Integration Design Patterns¶
Default strategy: Late fusion via separate gene/brain heads (see Integration Strategy). The patterns below document escalation paths for when baseline fusion demonstrates significant gains, with risks and implementation guidance noted.
Overview¶
This document catalogs integration architectures from simplest (late fusion) to most complex (unified multimodal transformers). Each pattern includes: - Description: How the pattern works - Use cases: When to apply it - Risks: What can go wrong - Examples: Reference models demonstrating the pattern - Escalation criteria: When to move to this pattern from simpler baselines
Pattern 1: Late Fusion (Baseline)¶
Description¶
Train separate encoders for each modality, extract fixed-size embeddings, concatenate, and pass to a simple classifier (LR, GBDT). No parameter sharing between modalities during training.
Architecture¶
Genetics FM → gene_embed [512-D] ──┐
├─→ concat [1024-D] → LR/GBDT → prediction
Brain FM → brain_embed [512-D] ──┘
Use Cases¶
- Initial baselines: Establish single-modality vs. fusion performance
- Heterogeneous modalities: Genetics (sequence) vs. brain (spatiotemporal) have different semantics
- Small sample sizes: Fewer parameters to tune than joint training
Risks¶
- Suboptimal if modalities have strong cross-modal dependencies
- No learned alignment between modality spaces
Implementation (Current)¶
- Genetics: Caduceus/DNABERT-2 → gene-level embeddings → PCA-512
- Brain: BrainLM/Brain-JEPA → subject embeddings → PCA-512
- Fusion:
np.concatenate([gene_embed, brain_embed], axis=-1) - Classifier: LogisticRegression (balanced, C=0.01) or LightGBM
Escalation Criteria¶
✅ Move to Pattern 2 when: Fusion significantly outperforms max(Gene, Brain) with p < 0.05 (DeLong test)
Pattern 2: Two-Tower Contrastive Alignment¶
Description¶
Freeze pretrained modality encoders, add small learnable projectors, align via contrastive loss (InfoNCE).

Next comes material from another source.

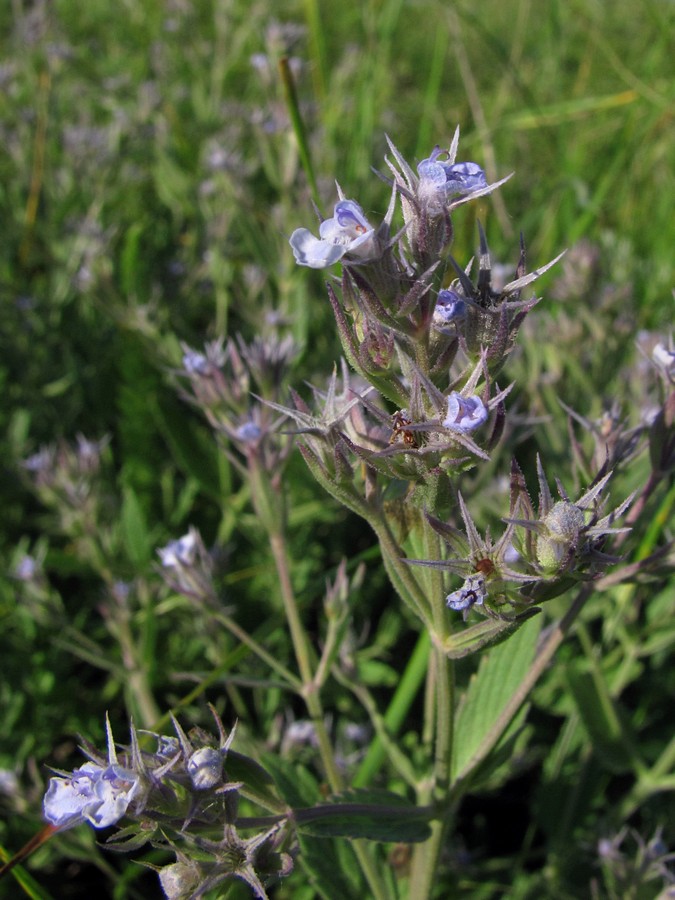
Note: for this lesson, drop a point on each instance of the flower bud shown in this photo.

Creates shared embedding space without modifying foundation models.
Architecture¶
Genetics FM (frozen) → gene_embed → projector_gene [256-D] ──┐
├─→ InfoNCE loss
Brain FM (frozen) → brain_embed → projector_brain [256-D] ──┘
↓
aligned_space [256-D] → classifier
Use Cases¶
- Cross-modal retrieval: Find genes associated with brain patterns
- Zero-shot transfer: Align modalities on one cohort, transfer to another
- Foundation model preservation: Keep pretrained weights frozen
Risks¶
- Requires paired gene-brain samples (not all subjects have both modalities)
- Contrastive loss sensitive to negative sampling strategy
- May not capture complex non-linear interactions
Examples¶
- CLIP: Image-text contrastive alignment (OpenAI)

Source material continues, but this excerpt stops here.